Trading Knowledge: The Difference Between Contracts and Spot
1. From a pure trading perspective, there is no difference between the two. Theoretically, all long positions can be bought in the spot market, and all short positions can be sold. Some analysts always use the spot market as an excuse for their losses, even encouraging fans to hold without stop-loss, which reflects a lack of understanding of basic trading knowledge. For traders with a complete system, there is no difference between spot and futures operations.

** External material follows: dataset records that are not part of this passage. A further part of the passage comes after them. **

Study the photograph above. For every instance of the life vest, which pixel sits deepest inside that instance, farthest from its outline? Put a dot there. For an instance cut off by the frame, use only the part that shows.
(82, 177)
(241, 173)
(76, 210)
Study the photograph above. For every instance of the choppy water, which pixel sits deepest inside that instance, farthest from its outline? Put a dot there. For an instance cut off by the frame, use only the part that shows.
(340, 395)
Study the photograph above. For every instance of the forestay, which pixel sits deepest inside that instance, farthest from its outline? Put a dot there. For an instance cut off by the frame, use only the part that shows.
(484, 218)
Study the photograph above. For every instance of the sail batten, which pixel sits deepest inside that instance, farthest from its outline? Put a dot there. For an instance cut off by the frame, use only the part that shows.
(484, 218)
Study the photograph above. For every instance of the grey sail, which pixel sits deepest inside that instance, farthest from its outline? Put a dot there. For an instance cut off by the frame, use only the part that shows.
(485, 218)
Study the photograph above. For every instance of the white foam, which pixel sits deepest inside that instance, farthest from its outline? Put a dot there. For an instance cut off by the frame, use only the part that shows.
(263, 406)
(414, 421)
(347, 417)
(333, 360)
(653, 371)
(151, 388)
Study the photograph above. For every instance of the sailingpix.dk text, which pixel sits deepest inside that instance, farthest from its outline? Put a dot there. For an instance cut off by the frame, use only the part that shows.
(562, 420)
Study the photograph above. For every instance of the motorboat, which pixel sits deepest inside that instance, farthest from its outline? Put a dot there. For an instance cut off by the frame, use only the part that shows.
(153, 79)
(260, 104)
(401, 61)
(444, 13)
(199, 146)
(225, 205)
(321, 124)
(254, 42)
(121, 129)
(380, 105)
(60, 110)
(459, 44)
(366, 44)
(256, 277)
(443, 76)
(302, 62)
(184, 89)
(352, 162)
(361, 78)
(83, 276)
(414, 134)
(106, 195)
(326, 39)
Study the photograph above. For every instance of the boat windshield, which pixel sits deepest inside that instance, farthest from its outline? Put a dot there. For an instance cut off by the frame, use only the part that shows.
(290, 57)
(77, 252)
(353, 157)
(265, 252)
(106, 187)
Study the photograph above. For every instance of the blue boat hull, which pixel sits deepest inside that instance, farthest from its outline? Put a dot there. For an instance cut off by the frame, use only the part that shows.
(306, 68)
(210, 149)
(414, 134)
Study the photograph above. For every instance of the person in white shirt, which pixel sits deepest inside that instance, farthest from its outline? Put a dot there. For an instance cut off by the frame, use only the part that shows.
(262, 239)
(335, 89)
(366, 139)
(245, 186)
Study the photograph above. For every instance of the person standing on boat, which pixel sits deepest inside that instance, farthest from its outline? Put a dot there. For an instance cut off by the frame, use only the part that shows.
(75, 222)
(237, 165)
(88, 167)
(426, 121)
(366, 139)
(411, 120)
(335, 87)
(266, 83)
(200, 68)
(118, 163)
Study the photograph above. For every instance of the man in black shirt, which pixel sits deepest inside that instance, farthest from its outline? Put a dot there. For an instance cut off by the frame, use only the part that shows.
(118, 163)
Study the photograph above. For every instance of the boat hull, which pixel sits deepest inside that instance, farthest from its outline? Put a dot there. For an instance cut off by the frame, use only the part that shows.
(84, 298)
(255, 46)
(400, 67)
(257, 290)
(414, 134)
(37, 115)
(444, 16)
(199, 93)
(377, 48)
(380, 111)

2. From a risk control perspective, contract risks are greater. Contracts imply leverage, which simultaneously amplifies profits and losses. Therefore, normal contract operations are either small positions + high leverage or large positions + low leverage. If it is large positions + high leverage, it is no different from gambling. Thus, contracts increase both the upper and lower limits of trading. For mature traders, the return on contracts or short-term trading is far higher than that of medium to long-term trading, but very few can understand it, perhaps less than 0.1%.
In summary.
I agree with the statement that beginners should not touch contracts. If trading ability is average, then focus on the spot market, and definitely avoid leverage. However, beginners will eventually become seasoned traders, and this process is achieved through continuous short-term practice and ongoing review, developed through personal experience; it is unrealistic to expect to make hundreds of times with one trade over several months.